When she looked up, his face was almost touching hers, so close his eyelashes feathered her cheek. “We all have secrets,” he breathed in her ear.
His finger traced her mouth. Soft and warm. The only sound in that moment was the patter of rain on the glass roof over the courtyard. She inhaled his sandalwood scent, stronger now, engulfing her.
A tentative look shone in his dark eyes. “What’s in your mind right now?”

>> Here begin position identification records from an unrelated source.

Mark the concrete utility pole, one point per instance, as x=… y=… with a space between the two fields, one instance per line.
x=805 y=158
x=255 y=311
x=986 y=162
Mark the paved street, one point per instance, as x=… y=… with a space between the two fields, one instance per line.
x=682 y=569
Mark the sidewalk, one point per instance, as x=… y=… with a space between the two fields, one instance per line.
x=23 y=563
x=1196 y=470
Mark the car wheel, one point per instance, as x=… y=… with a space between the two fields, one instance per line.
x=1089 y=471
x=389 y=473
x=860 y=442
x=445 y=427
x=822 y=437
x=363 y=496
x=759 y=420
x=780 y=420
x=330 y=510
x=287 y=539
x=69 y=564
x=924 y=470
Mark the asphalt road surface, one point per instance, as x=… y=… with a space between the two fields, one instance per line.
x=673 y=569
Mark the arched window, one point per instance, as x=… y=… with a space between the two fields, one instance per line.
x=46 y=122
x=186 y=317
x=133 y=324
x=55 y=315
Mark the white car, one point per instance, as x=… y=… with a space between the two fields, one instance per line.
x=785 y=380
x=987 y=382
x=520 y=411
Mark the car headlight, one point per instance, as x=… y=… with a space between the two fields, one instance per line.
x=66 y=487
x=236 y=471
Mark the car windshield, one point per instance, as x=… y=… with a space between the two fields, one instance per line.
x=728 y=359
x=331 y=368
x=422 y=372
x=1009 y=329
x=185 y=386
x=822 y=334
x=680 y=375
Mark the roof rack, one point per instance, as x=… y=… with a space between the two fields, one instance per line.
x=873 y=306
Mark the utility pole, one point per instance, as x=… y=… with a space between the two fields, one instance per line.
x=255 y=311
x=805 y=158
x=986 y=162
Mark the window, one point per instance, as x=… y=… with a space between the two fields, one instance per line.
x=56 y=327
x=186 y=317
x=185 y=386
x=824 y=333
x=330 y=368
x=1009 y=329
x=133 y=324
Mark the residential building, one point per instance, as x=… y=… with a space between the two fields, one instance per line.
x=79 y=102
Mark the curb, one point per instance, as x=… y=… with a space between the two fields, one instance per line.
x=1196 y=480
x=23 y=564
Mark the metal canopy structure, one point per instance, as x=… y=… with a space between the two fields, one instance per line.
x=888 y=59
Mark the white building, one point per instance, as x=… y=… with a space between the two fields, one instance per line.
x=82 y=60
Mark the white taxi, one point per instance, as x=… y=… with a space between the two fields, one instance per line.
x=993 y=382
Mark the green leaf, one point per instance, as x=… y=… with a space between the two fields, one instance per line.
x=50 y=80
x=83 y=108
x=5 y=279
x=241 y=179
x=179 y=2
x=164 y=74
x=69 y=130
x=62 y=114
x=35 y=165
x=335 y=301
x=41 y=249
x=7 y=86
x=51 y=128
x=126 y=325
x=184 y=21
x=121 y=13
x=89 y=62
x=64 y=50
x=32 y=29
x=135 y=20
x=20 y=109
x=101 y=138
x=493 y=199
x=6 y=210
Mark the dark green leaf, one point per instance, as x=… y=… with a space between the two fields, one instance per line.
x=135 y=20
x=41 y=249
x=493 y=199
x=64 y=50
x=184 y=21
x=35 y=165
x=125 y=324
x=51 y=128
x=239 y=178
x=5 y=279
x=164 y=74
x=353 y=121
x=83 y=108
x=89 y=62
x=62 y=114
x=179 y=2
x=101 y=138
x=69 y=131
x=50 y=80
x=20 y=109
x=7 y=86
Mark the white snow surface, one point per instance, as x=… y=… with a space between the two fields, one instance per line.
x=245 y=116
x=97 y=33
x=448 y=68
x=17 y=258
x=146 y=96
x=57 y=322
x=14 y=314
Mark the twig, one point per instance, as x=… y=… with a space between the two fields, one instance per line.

Her fingers explored his shoulders. “You really want to know?” The wine was talking, she couldn’t believe she’d said that.
Then his arm was around her waist. His hand dropped to the small of her back.
“I know what’s in mine,” he said.
His hair brushed her chin, his warm lips finding her neck.
“Time to see your lizard.” His arms were tightened around her, pulling her toward him. His mouth was on hers, tasting it.
“Then you’ll have to find it.”
Wednesday Afternoon
KRZYSZTOF SENSED THE presence of the plainclothes flic leaning against the scuffed wainscoting of the engineering lecture hall before he recognized him. He’d noticed the man shifting from one foot to the other in his fresh white Nikes. It was the same flic who had showed him Orla’s body in the morgue. He turned on his heel, suppressed a shudder, and merged with a laughing group of Sorbonne students heading out of the hall.
Brigitte had turned him in. And the flics had lost no time in tracing him here. He had to move fast, to get away. He broke from the group by the reception desk, eased down a passage toward a sign saying ÉLECTRICITÉ BUREAU, and opened the door. Inside, he balled up his sweatshirt jacket, pulled a brown ribbed sweater from his backpack, and put it on. Then he studied the diagram on the wall that showed the exits from the building in case of fire.